Nana, E., Jackson B. and Burch G. J. (2010). Attributing leadership personality and effectiveness from the leader’s face: an exploratory study. Leadership and organization Development Journal, 8(31): 720-742
The article explores the processed used by individuals in making assumptions about a leader’s personality based on the leader’s photograph description. The authors conduct a survey and then use a focused group in their study. They report that perceived leadership efficacy positively correlates with leader traits examined. The authors further note that individuals rely on how leaders look like facially and generally. Individuals also depend on stories and descriptions of the leader. The research justifies the importance of a leader’s face as a rich information source for judging the leader’s personality and ability to lead. The research findings illustrate that board of directors may unconsciously choose a new CEO based on how they perceive their personality using the face rather than use the actual leadership personality of the CEO.
Khan, A., Khan R. and Mohammad H. R. (2011). Developing international executives: the capacity-building approach. Development and Learning in organizations, 2(25): 10-14
            This article illustrates why expatriates fail despite having all the technical skills needed. It explains that failure to adapt to local culture is the reason behind the failure and recommends that expatriates develop skills to allow easy and fast adaptation.
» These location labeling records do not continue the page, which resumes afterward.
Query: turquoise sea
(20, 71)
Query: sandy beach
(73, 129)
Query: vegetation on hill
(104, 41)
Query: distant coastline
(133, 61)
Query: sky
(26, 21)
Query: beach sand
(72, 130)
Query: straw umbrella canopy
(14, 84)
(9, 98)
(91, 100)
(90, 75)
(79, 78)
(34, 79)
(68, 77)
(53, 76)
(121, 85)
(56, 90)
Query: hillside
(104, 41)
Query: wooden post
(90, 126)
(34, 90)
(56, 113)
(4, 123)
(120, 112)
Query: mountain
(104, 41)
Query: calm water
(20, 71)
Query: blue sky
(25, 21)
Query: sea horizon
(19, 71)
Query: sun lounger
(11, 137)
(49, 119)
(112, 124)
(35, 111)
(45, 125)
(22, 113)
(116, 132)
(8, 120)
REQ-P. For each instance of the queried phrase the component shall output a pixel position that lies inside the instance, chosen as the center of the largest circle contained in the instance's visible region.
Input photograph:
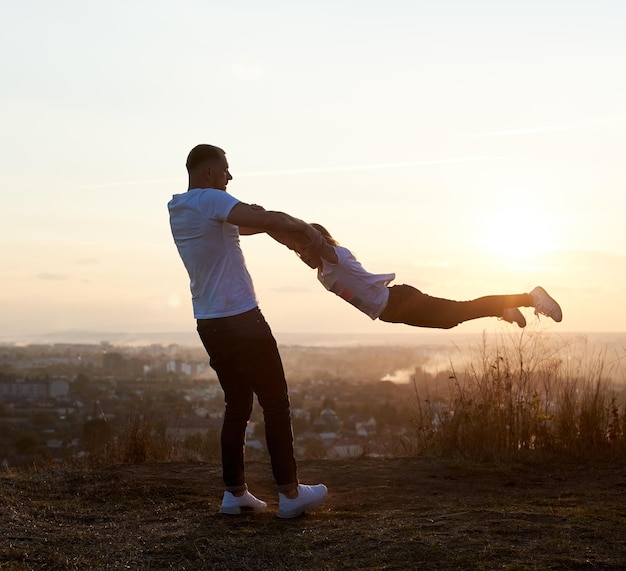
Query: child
(343, 275)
The article is relevant because it highlights the importance of adapting to existing organizational cultures and this requirement extends to leaders.
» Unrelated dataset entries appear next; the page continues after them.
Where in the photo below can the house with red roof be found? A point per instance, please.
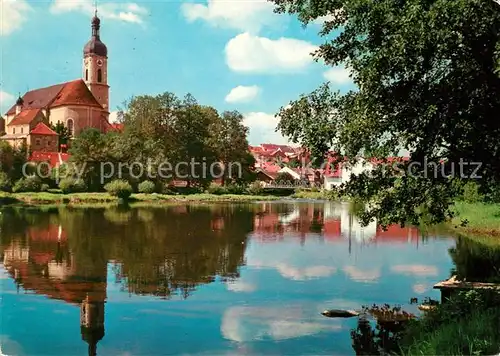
(78, 104)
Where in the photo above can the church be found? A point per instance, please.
(77, 104)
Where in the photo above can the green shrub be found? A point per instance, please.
(235, 189)
(71, 185)
(119, 188)
(255, 188)
(28, 184)
(284, 178)
(471, 193)
(147, 187)
(5, 183)
(216, 189)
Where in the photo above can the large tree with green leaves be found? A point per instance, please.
(428, 81)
Andrews, M. C., Baker T. and Hunt G. T. (2010). Values and person-organization fit: does moral intensity strengthen outcomes. Leadership and Organizational Development Journal, 1(32): 5-19
This study examines commitment and satisfaction levels in an organization as affected by corporate ethical values and person-organization fit. The study findings show that corporate ethical values and intense morality are fundamentals in having an organizational culture with a committed workforce.
Strategic Direction. (2010). When branding gets personal, big names who stamp identity to their companies. 4(25): 28-31
This article explains how leaders seen as their organization’s brand embodiment hold its reputation.it explains how personal traits of the organization’s leader matter when it comes to building a ‘must have’ organization brand.